The default value is path_info. This implies that you can safely protect two different page handlers using the same protector without them getting in eachother's way.

I got spammed. What now??

By default, this tool sends a 403 answer as soon as it detects spam (It does so through a raise HTTPError(403).), but this too is customizable.

The fail_with parameter is a callable which will be called as soon as spam is detected. It has to take one parameter, which is the instance of the detector. It could then use that instance's get_past_requests method to further investigate, or raise an exception, or do whatever else you see fit. The return value of that callable is in turn returned.

Since raising exceptions is such a common task but cannot be done within a lambda, fail_with may also be an instance of (a subclass of) Exception, in which case it is raised.

By default, fail_with is None, which entails raising a HTTPError(403).

Inspecting the past requests

The get_past_requests(of, by) method allows further inspection of the current state of requests.

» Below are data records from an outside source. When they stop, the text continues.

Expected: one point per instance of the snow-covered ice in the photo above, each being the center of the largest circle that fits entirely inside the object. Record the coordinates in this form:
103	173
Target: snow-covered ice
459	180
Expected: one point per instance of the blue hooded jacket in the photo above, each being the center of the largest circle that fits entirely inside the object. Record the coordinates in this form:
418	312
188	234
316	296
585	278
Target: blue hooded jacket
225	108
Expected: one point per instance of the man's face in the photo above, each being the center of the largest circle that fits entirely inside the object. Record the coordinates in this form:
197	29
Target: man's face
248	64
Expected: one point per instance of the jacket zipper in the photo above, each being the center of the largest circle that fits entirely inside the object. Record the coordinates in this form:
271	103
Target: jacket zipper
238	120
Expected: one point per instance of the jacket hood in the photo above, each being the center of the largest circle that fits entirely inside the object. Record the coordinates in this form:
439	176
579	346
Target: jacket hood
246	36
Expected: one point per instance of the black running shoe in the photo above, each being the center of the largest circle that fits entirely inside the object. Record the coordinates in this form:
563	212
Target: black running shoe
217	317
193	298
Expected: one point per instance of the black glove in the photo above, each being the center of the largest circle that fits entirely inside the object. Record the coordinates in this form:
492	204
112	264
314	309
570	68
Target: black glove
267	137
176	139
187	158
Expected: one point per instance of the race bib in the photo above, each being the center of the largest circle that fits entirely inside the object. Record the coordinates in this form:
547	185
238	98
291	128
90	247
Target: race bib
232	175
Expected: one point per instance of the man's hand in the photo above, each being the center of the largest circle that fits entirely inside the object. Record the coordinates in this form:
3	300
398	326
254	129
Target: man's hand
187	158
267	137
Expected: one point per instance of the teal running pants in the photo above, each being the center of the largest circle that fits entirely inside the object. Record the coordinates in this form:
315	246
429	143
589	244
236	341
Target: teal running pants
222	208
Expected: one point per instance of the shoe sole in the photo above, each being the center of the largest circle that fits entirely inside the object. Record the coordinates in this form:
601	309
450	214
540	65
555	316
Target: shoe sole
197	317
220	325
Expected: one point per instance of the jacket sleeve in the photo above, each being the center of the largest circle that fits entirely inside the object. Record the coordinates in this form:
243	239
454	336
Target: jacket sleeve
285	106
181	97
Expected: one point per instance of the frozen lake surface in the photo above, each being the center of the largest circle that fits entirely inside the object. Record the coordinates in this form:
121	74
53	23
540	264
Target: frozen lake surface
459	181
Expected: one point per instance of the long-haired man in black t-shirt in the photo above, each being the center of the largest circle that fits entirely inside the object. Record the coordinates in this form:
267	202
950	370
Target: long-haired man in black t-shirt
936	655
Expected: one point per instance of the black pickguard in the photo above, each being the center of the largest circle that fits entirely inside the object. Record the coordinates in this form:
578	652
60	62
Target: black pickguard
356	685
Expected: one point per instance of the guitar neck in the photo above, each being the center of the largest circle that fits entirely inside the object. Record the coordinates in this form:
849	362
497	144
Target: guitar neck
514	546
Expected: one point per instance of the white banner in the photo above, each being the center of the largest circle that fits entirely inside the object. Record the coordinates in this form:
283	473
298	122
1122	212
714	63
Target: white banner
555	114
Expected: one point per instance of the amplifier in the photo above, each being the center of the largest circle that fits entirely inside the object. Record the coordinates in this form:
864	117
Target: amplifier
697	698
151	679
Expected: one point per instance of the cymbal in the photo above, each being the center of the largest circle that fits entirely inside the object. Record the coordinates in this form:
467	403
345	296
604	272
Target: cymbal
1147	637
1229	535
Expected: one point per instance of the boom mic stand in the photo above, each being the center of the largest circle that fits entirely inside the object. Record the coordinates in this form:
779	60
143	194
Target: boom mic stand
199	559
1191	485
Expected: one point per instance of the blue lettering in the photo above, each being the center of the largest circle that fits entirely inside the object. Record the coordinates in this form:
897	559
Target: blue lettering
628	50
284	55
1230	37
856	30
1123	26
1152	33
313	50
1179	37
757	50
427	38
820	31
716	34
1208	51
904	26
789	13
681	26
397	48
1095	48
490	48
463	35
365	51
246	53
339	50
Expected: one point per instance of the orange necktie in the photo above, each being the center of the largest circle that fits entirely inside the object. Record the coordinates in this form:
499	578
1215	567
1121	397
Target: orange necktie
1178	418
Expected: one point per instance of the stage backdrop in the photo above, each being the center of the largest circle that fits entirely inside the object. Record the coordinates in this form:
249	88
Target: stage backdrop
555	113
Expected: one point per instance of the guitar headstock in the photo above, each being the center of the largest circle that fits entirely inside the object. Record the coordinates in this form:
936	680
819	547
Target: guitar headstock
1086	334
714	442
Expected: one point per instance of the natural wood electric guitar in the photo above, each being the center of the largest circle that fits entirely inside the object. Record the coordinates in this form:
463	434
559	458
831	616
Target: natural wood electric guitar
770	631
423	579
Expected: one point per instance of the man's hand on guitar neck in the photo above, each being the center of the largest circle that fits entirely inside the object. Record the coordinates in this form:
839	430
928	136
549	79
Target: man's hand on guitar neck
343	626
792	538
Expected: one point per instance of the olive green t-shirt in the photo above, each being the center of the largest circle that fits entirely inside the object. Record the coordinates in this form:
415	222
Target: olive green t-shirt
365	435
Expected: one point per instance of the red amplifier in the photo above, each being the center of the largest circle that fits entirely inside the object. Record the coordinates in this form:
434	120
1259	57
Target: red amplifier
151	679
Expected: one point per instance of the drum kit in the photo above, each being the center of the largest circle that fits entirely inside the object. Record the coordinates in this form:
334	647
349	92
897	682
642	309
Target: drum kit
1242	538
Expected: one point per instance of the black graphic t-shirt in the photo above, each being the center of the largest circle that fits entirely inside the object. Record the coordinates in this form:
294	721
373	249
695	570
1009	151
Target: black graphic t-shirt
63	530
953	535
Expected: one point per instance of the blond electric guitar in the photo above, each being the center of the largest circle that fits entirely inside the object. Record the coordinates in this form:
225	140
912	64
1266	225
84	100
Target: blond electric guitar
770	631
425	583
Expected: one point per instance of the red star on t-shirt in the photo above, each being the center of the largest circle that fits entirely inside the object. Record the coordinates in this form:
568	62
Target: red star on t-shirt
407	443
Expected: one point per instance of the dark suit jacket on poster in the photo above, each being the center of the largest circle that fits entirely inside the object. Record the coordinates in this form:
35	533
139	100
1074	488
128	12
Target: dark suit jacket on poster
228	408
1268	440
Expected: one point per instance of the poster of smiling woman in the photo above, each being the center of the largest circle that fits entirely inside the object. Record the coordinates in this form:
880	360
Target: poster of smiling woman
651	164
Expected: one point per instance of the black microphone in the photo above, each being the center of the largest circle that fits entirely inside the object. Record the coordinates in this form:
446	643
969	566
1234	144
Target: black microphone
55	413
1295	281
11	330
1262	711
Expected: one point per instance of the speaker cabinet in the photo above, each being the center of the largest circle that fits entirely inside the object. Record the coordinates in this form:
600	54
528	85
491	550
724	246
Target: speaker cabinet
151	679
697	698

Note that it only returns a snapshot (deep copy) of the state of requests when called.

What is returned depends on the parameters given:

  • If both of and by are specified, it returns a deque of the past interval_reqs requests made of resource of by IP by, ordered from oldest to newest.
  • If only one of of or by is specified, it returns a dict mapping either resources (as returned by group_by, strings by default) or IPs to such a deque, respectively.
  • If none is specified, well, screw you. (It returns something falsy, None for now.)

fail_with example

from spamprotector import IPProtector
cherrypy.tools.protect = IPProtector()


def kind_failer(protector):
    info = "You failed because your previous request took place only {dt} seconds ago and your past {interval_reqs} requests took place within the past {interval_time} seconds."
    past_reqs = protector.get_past_requests(of=cherrypy.request.path_info, by=cherrypy.request.remote.ip)
    info = info.format(dt=(past_reqs[-1] - past_reqs[-2]).total_seconds(),
                       interval_reqs=protector.interval_reqs,
                       interval_time=(past_reqs[-1] - past_reqs[0]).total_seconds())
    raise cherrypy.HTTPError(403, info)


class MyView(object):
    @cherrypy.expose
    @cherrypy.tools.protect(fail_with=kind_failer)
    def index(self):
        return "I tell my spammers all of my secrets."

Notice how past_reqs[-1] contains the current request and past_reqs[-2] the past.

License: MIT

Copyright (C) 2013 Lucas Beyer

Permission is hereby granted, free of charge, to any person obtaining a copy of this software and associated documentation files (the "Software"), to deal in the Software without restriction, including without limitation the rights to use, copy, modify, merge, publish, distribute, sublicense, and/or sell copies of the Software, and to permit persons to whom the Software is furnished to do so, subject to the following conditions:

The above copyright notice and this permission notice shall be included in all copies or substantial portions of the Software.

THE SOFTWARE IS PROVIDED "AS IS", WITHOUT WARRANTY OF ANY KIND, EXPRESS OR IMPLIED, INCLUDING BUT NOT LIMITED TO THE WARRANTIES OF MERCHANTABILITY, FITNESS FOR A PARTICULAR PURPOSE AND NONINFRINGEMENT. IN NO EVENT SHALL THE AUTHORS OR COPYRIGHT HOLDERS BE LIABLE FOR ANY CLAIM, DAMAGES OR OTHER LIABILITY, WHETHER IN AN ACTION OF CONTRACT, TORT OR OTHERWISE, ARISING FROM, OUT OF OR IN CONNECTION WITH THE SOFTWARE OR THE USE OR OTHER DEALINGS IN THE SOFTWARE.